I have no idea, why or … well I just cannot put words into the randomness and wonderfullness of this print by Etsy artist, FullFrogMoon. So I will just use hers:
When the alarming news reached Capitol Hill that Cthulhu had been seen emerging from the sea near Atlantic City, alert Congressional aides who were familiar with the writings of H.P. Lovecraft recognized the significance of this event and promptly sprang into action. Recalling their 20th century literature studies at Yale, the young staffers immediately informed Committee members of Cthulhu’s presence on dry land.
The Senate Committee on Banking, Housing, and Urban Affairs proceeded to issue a subpoena ordering Cthulhu to appear before the Committee to testify about the specifics concerning his use of TARP funds to bail out insolvent lenders in his undersea dominion.

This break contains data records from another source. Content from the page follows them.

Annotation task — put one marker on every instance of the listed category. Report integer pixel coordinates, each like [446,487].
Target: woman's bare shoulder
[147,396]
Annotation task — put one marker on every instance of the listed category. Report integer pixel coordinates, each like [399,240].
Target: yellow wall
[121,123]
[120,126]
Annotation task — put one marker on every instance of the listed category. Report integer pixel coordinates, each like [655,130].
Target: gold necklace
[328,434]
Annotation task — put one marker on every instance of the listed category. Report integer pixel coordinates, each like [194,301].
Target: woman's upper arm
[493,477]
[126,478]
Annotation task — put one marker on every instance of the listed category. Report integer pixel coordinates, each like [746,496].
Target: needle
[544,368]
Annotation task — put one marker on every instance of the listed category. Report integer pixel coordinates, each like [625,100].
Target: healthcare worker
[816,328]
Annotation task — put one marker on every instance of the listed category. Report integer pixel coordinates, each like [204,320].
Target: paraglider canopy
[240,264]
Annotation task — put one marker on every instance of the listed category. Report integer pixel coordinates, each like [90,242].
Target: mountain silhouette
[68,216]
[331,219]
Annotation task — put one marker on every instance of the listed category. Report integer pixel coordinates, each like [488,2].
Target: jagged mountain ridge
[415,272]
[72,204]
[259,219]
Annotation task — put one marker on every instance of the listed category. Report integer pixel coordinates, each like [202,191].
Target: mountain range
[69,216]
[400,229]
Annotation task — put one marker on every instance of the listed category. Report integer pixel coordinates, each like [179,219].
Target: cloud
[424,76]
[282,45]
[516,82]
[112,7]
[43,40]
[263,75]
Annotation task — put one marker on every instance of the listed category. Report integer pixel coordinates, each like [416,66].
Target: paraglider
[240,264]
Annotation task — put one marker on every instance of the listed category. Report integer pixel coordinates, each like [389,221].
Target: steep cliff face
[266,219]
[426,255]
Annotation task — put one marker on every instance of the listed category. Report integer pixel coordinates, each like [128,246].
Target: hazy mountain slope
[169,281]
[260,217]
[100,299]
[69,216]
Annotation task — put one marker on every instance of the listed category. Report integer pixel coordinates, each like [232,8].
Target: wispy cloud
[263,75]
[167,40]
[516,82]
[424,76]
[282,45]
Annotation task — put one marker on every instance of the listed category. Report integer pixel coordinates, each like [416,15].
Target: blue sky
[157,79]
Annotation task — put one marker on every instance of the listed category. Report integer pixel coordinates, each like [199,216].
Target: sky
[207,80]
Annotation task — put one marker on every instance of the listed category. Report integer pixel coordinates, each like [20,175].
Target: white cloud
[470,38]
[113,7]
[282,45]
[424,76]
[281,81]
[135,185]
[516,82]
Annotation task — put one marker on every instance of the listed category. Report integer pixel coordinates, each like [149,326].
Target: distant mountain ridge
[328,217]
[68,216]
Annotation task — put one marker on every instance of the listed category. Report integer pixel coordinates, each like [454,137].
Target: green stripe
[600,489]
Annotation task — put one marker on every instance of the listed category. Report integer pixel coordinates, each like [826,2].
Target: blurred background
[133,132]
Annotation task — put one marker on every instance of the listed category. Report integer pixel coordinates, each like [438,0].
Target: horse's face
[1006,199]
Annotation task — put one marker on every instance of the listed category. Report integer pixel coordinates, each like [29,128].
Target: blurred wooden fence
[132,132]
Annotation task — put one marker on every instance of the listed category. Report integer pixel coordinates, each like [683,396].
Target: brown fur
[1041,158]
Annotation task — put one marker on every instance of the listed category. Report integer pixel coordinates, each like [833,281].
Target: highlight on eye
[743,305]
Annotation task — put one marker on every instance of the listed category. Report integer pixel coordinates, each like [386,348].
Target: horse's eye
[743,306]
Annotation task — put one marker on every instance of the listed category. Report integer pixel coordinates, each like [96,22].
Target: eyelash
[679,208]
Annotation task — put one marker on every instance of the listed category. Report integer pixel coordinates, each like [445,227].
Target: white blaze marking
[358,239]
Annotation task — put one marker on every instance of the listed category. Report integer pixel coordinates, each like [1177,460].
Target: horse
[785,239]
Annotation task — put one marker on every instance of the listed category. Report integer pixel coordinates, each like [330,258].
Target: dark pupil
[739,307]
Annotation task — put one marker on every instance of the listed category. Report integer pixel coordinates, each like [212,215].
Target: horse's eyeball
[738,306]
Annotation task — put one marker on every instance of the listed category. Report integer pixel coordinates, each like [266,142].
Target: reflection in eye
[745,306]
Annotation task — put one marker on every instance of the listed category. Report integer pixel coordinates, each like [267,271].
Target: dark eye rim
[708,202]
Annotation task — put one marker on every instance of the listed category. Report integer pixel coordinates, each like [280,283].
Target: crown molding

Specifically, the committee requested details concerning the circumstances surrounding the concessional rate financing granted to questionable contractors engaged in the rehabilitation of Cthulhu’s sunken city of R’lyeh.
Cthulhu remarked “How in the world can I be expected to assess the creditworthiness of a creature that is little more than a protoplasmic mass resembling a collection of glowing bubbles?” He then promptly asserted his Fifth Amendment privilege against self-incrimination and refused to provide any further information. Conscious of Cthulhu’s reputation as a destroyer of worlds and his appetite for feeding on the souls of humans, the Committee avoided pressing Cthulhu too hard about the TARP funds and instead graciously agreed to sponsor legislation providing the citizens of R’lyeh with a follow-on stimulus package to ensure that all structures in the city are brought up to Neptunian code.